Varicocele is characterized by retrograde flow of blood in the internal spermatic vein mainly due to valvular incompetence, however, venous reflux can occur despite competent valves by collaterals retrograde reflux, these collaterals can easily be identified by venography and ensure their embolization to prevent reflux.(6)

Venography offers the opportunity to define the venous anatomy and evaluate reflux into spermatic vein before treatment. Multiple contributing vessels may be identified and occluded. Embolization technique is an established, highly effective and minimally invasive procedure. Coils and sclerosant are used to occlude the vein which are usually used in combination; also detachable balloons have been used. It is known now that if the varicocele arises due to incompetent valves, embolization will be highly effective in treatment, but if varicocele is due to collaterals, recurrence may occur because it is not always easy to identify all the collaterals or to embolize them.(3)

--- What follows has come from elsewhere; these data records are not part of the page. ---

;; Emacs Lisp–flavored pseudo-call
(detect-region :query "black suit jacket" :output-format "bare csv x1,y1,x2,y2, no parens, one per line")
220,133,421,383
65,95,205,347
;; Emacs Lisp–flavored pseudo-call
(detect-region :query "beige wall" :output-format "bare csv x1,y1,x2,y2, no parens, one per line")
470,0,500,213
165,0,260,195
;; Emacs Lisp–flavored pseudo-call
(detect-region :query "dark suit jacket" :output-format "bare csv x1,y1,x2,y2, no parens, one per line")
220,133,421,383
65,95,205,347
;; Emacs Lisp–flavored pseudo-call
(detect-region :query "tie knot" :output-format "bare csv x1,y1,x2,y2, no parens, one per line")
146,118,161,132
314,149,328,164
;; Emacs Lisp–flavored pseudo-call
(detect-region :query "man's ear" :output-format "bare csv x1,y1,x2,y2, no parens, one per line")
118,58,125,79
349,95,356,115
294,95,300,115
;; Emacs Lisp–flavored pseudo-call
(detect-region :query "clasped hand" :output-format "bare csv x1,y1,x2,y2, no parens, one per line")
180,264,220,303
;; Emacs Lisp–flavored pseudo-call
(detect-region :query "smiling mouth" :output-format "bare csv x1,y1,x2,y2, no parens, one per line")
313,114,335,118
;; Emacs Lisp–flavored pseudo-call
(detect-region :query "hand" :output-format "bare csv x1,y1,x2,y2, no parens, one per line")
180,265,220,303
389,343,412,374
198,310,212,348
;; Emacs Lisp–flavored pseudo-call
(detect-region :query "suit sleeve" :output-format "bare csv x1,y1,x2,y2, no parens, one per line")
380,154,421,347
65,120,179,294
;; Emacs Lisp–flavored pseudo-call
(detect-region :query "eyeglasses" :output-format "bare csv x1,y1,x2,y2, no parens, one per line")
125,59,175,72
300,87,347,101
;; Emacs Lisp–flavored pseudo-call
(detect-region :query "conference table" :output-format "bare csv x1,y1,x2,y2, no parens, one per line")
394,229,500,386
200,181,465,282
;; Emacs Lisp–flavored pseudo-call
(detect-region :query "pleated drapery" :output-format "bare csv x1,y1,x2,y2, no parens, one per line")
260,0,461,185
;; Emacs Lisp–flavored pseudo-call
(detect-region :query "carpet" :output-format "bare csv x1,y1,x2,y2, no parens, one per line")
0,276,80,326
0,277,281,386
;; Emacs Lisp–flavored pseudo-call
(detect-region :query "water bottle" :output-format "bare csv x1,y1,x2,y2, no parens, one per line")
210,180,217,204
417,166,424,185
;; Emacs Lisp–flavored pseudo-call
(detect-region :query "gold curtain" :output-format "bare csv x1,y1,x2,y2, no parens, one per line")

Recurrence of varicocele may occur in up to 10% of the cases whether treated by embolization or ligation technique. Late failure may occur and it is usually due to opening of persistent small venous collaterals draining into the internal spermatic vein which is not always easily to be detected during operation.

Successful embolization depends on experience and venous anatomy. The present success rate compared with that reported, at 82.8% for the treatment of recurrent varicocele post high ligation.

The success rate in other studies was reported by Wunch R, et al to be 87%,(2) while Mickevicus R, et al. reported recurrence rate of 21.9%(5) and Punekar S, et al reported 85% success rate.(4) We encountered one major complication which was bleeding due to internal spermatic vein injury which was managed conservatively.

Patients should be warned that they may experience a testicular swelling post embolization which is usually transient; also they may experience testicular pain which is usually transient and can be managed with mild analgesic drugs.(8)

Other complications include infection at the site of puncture and hematoma at the groin access. Hydrocele may develop with any of the available techniques for varicocele treatment.

Radiological complication related to contrast media, migration of coils may occur but it is so rare.


Conclusion


Embolization technique for internal spermatic vein for treatment of recurrent varicocele is a safe and low morbidity technique; it’s also minimally invasive, with high success rate.


References

1.Evers JL, Collins JA. Surgery or embolization for varicocele in sub fertile men. Cochrene Database Syst Rev 2001; (1): CD000479

2.Wunsch R, Efinger K. The interventional therapy of varicocele amongst children, adolescent and young men. Eur J Radiology 2005; 53: 46-56.

3.Tay KH, Martin ML, Mayer AL, et al. Selective spermatic venography and varicocele embolization in men with circumaortic left renal veins. J Vasc Interv Radiol 2002; 13: 739-742.

4.Punekar SV, Prem AR, Ridhopkar VR, et al. Post-surgical recurrent varicocele: Efficacy of internal spermatic venography and steel-coil embolization. Br J Urol 1996; 77: 124-128.

5.Mickevicius R, Zilaitiene B, Zdanavicius R. The influence of antegrade scrotal sclerotherapy on the diameter of the spermatic cord veins in men with varicocele. Medicina 2004; 40(5): 423-428.

6.Colpi GM, Carmignani L, Nerva F, et al. Surgical treatment of varicocele by a subinguinal approach combined with antegrade intraoperative sclerotherapy of venous vessels. BJU International 2006; 97: 142-145.

7.Nieschlag E, Hertle L, Fischedick A, et al. Update on treatment of varicocele: counseling as effective as occlusion of vena spermatica. Human Reproduction 1998; 13(8): 2147-2150.

8.Chalmers N, Hufton AP, Jackson RW, et al. Radiation risk estimation in varicocele embolization. Br J Radiol 2000; 73: 293-297.